図4は、第1実施形態に係るガイド部材10Aの概略的な側面図である。
図3および
図4の例において、ガイド部材10Aは、流体が供給された状態である。
図3および
図4にはガイド部材10Aが例示されているが、ガイド部材10Bにおいても注入管14や排出管15が設けられる位置以外は同様である。
【0051】
ガイド部材10Aは、内部に流体を収容する第1袋体31と、第1袋体31の外周を覆う第2袋体32とを備える袋体30を有している。設置面11、走行面12および側面13a~13cは、第2袋体32に位置している。
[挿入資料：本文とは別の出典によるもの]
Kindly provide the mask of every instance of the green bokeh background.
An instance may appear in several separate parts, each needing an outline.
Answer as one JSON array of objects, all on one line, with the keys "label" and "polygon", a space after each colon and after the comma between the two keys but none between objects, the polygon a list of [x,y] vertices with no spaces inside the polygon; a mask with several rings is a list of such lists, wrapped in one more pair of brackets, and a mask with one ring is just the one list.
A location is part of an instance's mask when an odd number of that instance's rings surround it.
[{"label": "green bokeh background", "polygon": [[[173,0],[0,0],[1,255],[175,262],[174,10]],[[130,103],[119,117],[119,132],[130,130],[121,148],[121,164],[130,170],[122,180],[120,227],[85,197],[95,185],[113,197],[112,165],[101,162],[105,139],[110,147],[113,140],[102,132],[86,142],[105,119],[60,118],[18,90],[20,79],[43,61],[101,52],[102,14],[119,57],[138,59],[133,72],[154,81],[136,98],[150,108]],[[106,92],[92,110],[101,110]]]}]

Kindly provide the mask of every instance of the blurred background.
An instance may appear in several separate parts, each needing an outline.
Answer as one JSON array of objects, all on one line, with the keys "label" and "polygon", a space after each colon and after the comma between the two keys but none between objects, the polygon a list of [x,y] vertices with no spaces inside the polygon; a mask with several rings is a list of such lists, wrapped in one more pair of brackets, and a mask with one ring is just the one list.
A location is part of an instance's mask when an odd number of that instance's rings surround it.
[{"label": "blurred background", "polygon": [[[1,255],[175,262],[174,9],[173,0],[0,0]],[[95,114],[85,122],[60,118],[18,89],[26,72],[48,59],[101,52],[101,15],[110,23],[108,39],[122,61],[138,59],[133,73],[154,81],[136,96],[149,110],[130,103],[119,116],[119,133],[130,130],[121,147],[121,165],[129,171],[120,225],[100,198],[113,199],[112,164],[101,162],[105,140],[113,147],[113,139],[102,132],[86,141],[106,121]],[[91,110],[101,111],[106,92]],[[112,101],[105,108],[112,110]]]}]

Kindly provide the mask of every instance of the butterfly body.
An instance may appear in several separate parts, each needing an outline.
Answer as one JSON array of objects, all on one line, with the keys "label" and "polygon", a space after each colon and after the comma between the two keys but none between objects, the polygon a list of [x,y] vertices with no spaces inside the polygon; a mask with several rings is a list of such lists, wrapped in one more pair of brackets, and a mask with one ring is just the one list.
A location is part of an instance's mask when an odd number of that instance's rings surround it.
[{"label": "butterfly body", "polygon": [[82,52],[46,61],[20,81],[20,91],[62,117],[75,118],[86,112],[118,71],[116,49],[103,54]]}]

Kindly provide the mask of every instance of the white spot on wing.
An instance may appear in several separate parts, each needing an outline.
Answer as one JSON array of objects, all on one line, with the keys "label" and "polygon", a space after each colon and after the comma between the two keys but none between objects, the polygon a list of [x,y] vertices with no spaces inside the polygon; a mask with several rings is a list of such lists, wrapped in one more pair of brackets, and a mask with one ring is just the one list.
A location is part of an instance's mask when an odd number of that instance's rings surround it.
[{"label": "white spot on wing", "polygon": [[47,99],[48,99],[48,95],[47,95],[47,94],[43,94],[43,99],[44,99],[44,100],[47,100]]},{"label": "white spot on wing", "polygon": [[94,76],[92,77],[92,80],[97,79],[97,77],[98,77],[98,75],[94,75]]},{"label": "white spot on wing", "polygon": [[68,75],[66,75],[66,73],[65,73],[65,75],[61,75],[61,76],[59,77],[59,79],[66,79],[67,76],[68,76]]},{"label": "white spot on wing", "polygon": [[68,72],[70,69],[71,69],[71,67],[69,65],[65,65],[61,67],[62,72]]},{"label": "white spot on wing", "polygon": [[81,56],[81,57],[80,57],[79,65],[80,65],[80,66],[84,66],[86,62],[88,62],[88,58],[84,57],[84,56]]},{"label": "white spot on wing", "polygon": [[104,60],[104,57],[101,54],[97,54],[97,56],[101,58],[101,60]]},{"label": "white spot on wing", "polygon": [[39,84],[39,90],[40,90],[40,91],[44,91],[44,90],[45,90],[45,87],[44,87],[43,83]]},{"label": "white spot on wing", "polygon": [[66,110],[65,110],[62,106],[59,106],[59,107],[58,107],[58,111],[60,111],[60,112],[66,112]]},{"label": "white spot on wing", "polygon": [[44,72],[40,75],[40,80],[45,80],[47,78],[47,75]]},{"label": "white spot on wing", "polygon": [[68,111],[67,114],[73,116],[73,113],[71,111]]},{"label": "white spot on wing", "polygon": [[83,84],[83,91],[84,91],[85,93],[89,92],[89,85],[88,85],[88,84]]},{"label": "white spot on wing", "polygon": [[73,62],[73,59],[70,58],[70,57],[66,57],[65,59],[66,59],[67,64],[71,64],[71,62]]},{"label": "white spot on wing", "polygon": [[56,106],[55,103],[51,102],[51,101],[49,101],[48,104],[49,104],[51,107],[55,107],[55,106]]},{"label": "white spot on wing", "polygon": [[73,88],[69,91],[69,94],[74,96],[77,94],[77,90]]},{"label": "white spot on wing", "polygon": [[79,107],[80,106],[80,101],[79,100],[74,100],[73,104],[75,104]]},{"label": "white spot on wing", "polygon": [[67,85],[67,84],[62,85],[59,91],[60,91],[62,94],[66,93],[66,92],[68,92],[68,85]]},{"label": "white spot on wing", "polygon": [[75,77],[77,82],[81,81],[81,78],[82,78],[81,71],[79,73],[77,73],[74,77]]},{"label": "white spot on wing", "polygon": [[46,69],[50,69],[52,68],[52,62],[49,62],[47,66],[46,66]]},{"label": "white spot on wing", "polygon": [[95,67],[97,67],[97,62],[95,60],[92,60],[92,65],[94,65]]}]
図1を用いて説明した注入管14および排出管15は、第2袋体32の側面13aに設けられており、注入管14および排出管15の流路は第1袋体31と連通されている。第1袋体31と第2袋体32は内部が空洞であるため、流体が供給されていない状態において軽量である。そのため、同サイズのガイド部材が合成ゴムや金属などで形成された場合と比較して、ガイド部材10Aは流体が供給されていない状態において軽量に形成される。
【0052】
第1袋体31は、液密性および柔軟性を有し、例えば合成樹脂やゴムなどの樹脂材料で形成される。柔軟性とは、例えば折り畳まれた状態や丸められた状態、膨らんだ状態にもなり得ることをいう。これは、第2袋体32についても同様である。第1袋体31は、内部に収容される流体の圧力に耐える耐圧性をさらに有してもよい。
【0053】
第2袋体32は、例えば合成樹脂やゴムなどの樹脂材料で形成される。第2袋体32は、例えばたて糸およびよこ糸を含む糸材を織ることで形成されてもよい。たて糸やよこ糸は例えば繊維(アラミド繊維等)や金属線、合成樹脂線状体などである。例えば、たて糸が繊維で、よこ糸が金属線状体または合成樹脂線状体である。第2袋体32は、例えば第1袋体31よりも厚く形成される。
【0054】
第2袋体32は、柔軟性と、第1袋体31に収容される流体の圧力に耐える耐圧性と、耐外傷性を有している。耐外傷性とは、例えば走行する車両や地面G上の凹凸などにより穴などの傷がつかないことをいう。
【0055】
第2袋体32が耐外傷性を有するため、第1袋体31は耐外傷性を有しなくてもよい。この場合、第1袋体31は薄く形成することができる。第1袋体31を薄く形成することができれば、ガイド部材10A,10Bはさらに軽量化でき、流体が供給されていない状態においてさらにコンパクトにすることができる。
【0056】
注入管14から第1袋体31に流体を供給し、第1袋体31を収容される流体の圧力により膨張させることで、第2袋体32が膨張する。第1袋体31が膨張したときの最大寸法は、第2袋体32が膨張したときの最大寸法よりも大きいことが好ましい。さらに、第1袋体31は、第2袋体32よりも柔軟性に優れているほうが好ましい。
【0057】
この場合、
図4に示すように第1袋体31が膨張する際に第1袋体31の外周面31aが第2袋体32の内周面32aと接触し、第2袋体32を確実に膨張させることができる。第1袋体31は第2袋体32の最大寸法よりも膨張することはできないため、ガイド部材10Aの形状は主に第2袋体32により決定される。
【0058】
図5は、第1実施形態との比較例に係るホースブリッジHBの設置状況の一例を示す模式図である。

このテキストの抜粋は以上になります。